Cassie Pérez: “You still think this is the best place in the world to live?”
Detective Inspector Jimmy Pérez: “Yep. Of course I do. I mean to say, on a clear day, you can see Norway over that way.”
Cassie Pérez: “There is that.”
Detective Inspector Jimmy Pérez: “And . . . you can see Iceland over that way.”
Cassie Pérez: “What about shops?”
Detective Inspector Jimmy Pérez: “I forgot. We don’t have any of them. . . . We’ve got the sky and the sea, and razorbills and kittiwakes. What more do you want?”
—From Shetland, Season 1, Episode 2
“Shetland has always been a place of sanctuary for me. I visited when I dropped out of university, and I just loved it from the minute I got there. It’s a bleak but very beautiful place.”
—Ann Cleeves, author of the Shetland novels
Tim Maskell is the Director of Scottish Location Services. He began working in the film industry in 2006, and has worked as a location manager on many feature films and TV dramas, including Shetland (Series Four to Seven), The Nest, Guilt, Clique, and Agatha Christie: Ordeal by Innocence, The Estruscan Smile, and Only You.

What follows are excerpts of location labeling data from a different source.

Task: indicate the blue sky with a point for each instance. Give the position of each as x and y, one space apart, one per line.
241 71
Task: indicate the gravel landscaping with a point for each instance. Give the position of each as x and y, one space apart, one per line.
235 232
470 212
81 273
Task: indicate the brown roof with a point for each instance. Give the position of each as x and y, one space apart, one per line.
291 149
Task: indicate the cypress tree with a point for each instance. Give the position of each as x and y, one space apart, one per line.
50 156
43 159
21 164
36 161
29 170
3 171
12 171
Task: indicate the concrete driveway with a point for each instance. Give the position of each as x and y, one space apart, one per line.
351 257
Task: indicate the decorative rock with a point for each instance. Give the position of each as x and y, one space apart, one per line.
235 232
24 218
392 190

The Shetland Islands are an archipelago in the North Sea, 130 miles north of Scotland, with a population of 23,000. The Scottish crime drama Shetland, adapted from the novels of Ann Cleeves, is filmed on the islands and the Scottish mainland. The show, which has now completed seven seasons, follows the investigations of Detective Inspector Jimmy Pérez, played by Douglas Henshall, and his team of detectives. The stories of Shetland are impossible to imagine apart from their setting, steeped as they are in the islands’ brooding skies, barren landscape, and ever-present sea.
I wanted to talk to Tim about the challenges and rewards of filming a crime series on a remote island.
The following interview has been edited for conciseness and clarity.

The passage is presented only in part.